Membrane à excroissances (membrane Delta)
Posée contre le mur, cette membrane en polyéthylène crée une lame d’air qui laisse le mur respirer tout en empêchant l’humidité d’atteindre l’aménagement intérieur. L’eau qui traverse le mur est récupérée en bas et évacuée par un drain.
Budget indicatif
| Solution | Coût estimé | Durée des travaux |
|---|---|---|
| Déshumidificateur (20 L/jour) | 200 - 600 euros | Immédiat |
| Extracteur mécanique | 50 - 200 euros | 1 journée |
| Traitement anti-moisissure (produit) | 15 - 50 euros | 1 journée |
| Injection de résine (par ml) | 80 - 200 euros/ml | 2 - 4 jours |
| Drainage périphérique (par ml) | 150 - 300 euros/ml | 1 - 3 semaines |
| Cuvelage intérieur (par m²) | 150 - 400 euros/m² | 1 - 2 semaines |
| Drain intérieur + pompe | 3 000 - 8 000 euros | 1 semaine |
| Membrane à excroissances (par m²) | 30 - 80 euros/m² | 2 - 5 jours |
Remarque : ces tarifs sont des fourchettes indicatives. Les devis varient selon la région, l’accessibilité du chantier et l’ampleur des travaux. Demandez toujours au moins trois devis avant de vous engager.

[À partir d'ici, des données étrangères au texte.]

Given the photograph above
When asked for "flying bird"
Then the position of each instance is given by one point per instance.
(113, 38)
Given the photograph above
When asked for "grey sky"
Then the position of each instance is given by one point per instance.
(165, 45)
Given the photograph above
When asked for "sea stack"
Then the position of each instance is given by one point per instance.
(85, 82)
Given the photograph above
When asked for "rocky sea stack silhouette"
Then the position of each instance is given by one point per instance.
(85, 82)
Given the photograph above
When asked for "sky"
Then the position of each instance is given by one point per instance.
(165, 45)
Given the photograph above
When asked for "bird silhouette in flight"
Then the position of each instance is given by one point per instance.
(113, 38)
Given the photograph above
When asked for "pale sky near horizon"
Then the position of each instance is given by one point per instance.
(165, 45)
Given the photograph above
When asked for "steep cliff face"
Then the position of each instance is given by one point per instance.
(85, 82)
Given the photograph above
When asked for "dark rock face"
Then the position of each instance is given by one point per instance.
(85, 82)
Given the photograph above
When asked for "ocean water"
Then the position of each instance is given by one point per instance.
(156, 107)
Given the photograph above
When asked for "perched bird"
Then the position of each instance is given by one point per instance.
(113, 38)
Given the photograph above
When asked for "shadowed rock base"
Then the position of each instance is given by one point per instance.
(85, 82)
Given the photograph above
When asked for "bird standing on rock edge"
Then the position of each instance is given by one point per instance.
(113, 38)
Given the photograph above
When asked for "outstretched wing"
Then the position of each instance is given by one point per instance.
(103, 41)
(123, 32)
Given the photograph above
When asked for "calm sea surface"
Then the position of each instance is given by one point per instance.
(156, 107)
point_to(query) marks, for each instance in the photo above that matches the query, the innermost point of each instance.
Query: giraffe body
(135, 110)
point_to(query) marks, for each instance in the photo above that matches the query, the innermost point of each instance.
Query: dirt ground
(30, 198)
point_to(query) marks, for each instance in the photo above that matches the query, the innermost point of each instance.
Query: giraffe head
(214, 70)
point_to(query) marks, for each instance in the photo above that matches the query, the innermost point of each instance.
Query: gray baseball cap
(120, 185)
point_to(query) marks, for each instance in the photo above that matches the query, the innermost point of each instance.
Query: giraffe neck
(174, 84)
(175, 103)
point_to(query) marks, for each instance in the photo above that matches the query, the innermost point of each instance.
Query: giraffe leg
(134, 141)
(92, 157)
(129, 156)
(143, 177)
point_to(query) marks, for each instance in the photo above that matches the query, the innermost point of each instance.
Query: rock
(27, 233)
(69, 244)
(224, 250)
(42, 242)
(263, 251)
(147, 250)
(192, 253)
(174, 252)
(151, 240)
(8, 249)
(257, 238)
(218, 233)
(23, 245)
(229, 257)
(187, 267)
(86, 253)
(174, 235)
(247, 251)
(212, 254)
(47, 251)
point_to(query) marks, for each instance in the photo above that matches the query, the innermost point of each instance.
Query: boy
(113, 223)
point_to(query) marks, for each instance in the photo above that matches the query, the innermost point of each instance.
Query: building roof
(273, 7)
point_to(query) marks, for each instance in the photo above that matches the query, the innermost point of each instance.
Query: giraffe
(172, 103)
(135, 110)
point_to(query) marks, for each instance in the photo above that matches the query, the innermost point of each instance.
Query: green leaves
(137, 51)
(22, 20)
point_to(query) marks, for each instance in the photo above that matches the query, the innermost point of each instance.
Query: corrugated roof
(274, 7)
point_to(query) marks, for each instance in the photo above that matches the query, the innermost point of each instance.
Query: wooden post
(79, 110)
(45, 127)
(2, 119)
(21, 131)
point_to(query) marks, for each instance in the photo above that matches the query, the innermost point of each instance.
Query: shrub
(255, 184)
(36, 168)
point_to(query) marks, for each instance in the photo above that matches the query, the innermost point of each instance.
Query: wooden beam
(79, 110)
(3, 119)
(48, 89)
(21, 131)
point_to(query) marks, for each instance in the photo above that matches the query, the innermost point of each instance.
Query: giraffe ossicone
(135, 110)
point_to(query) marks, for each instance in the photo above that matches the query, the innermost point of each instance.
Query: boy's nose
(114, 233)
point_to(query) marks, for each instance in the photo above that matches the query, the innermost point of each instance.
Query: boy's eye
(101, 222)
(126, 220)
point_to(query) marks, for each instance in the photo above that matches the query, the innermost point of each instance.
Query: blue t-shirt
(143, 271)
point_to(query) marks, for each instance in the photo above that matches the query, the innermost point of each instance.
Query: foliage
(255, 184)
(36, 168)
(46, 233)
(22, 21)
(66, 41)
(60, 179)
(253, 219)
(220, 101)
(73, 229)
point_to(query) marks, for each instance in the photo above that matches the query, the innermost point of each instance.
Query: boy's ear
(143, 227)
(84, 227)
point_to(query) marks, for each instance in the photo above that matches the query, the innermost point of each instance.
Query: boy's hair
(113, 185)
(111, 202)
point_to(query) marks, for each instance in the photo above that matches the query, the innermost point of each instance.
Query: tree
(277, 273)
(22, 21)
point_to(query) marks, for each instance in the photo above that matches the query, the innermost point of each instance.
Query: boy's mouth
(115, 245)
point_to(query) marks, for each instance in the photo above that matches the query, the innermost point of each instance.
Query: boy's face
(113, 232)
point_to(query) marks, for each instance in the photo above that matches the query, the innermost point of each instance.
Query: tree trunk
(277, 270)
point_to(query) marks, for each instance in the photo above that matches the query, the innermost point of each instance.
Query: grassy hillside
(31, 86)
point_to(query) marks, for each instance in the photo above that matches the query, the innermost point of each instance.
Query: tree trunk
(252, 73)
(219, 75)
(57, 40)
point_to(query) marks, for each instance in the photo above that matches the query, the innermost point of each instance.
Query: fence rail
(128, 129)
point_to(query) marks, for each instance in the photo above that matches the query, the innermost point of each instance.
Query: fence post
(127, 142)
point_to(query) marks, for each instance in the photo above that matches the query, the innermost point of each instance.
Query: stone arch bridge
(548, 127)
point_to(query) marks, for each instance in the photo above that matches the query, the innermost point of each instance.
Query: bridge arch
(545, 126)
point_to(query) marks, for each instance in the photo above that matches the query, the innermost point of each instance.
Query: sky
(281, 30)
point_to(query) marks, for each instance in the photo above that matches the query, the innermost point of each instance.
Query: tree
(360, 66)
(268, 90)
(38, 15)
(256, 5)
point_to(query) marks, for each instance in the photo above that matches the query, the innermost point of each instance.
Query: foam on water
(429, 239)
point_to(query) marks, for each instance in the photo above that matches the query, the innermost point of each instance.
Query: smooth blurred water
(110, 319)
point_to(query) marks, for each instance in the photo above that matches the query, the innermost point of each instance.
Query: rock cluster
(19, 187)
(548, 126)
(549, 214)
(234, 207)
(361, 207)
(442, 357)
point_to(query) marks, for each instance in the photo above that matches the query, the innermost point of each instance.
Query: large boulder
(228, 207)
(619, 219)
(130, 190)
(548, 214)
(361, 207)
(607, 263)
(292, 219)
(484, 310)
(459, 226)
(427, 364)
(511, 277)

Pour une cave de 30 m² avec des infiltrations latérales modérées, le budget total d’un traitement professionnel complet (drainage + étanchéité) se situe généralement entre 5 000 et 15 000 euros.
Ne négligez pas votre cave
Une cave humide n’est pas qu’un problème esthétique. L’humidité qui stagne dans le sous-sol finit par remonter dans les murs des étages, affectant les chambres et les pièces de vie. Elle accélère la corrosion des armatures métalliques dans le béton, fragilise les fondations, et crée un environnement propice aux moisissures dont les spores se diffusent dans toute la maison.
Traiter l’humidité de la cave, c’est protéger l’ensemble du bâtiment. Pour aller plus loin, consultez notre article sur la salle de bain humide, une autre pièce particulièrement exposée.
À retenir
- Les quatre causes principales d'humidité en cave sont les remontées capillaires, les infiltrations latérales, la condensation et les fuites ponctuelles.
- Le diagnostic est essentiel : chaque cause a sa solution spécifique. Appliquer le mauvais traitement est une perte de temps et d'argent.
- Commencez toujours par améliorer la ventilation et gérer les eaux de ruissellement à l'extérieur.
- En été, ne ventilez la cave que quand l'air extérieur est plus frais que l'intérieur.
- Les solutions professionnelles (injection, drainage, cuvelage) sont durables mais représentent un investissement de 5 000 à 15 000 euros pour une cave moyenne.
- Une cave humide affecte tout le bâtiment : traiter le sous-sol, c'est protéger les étages.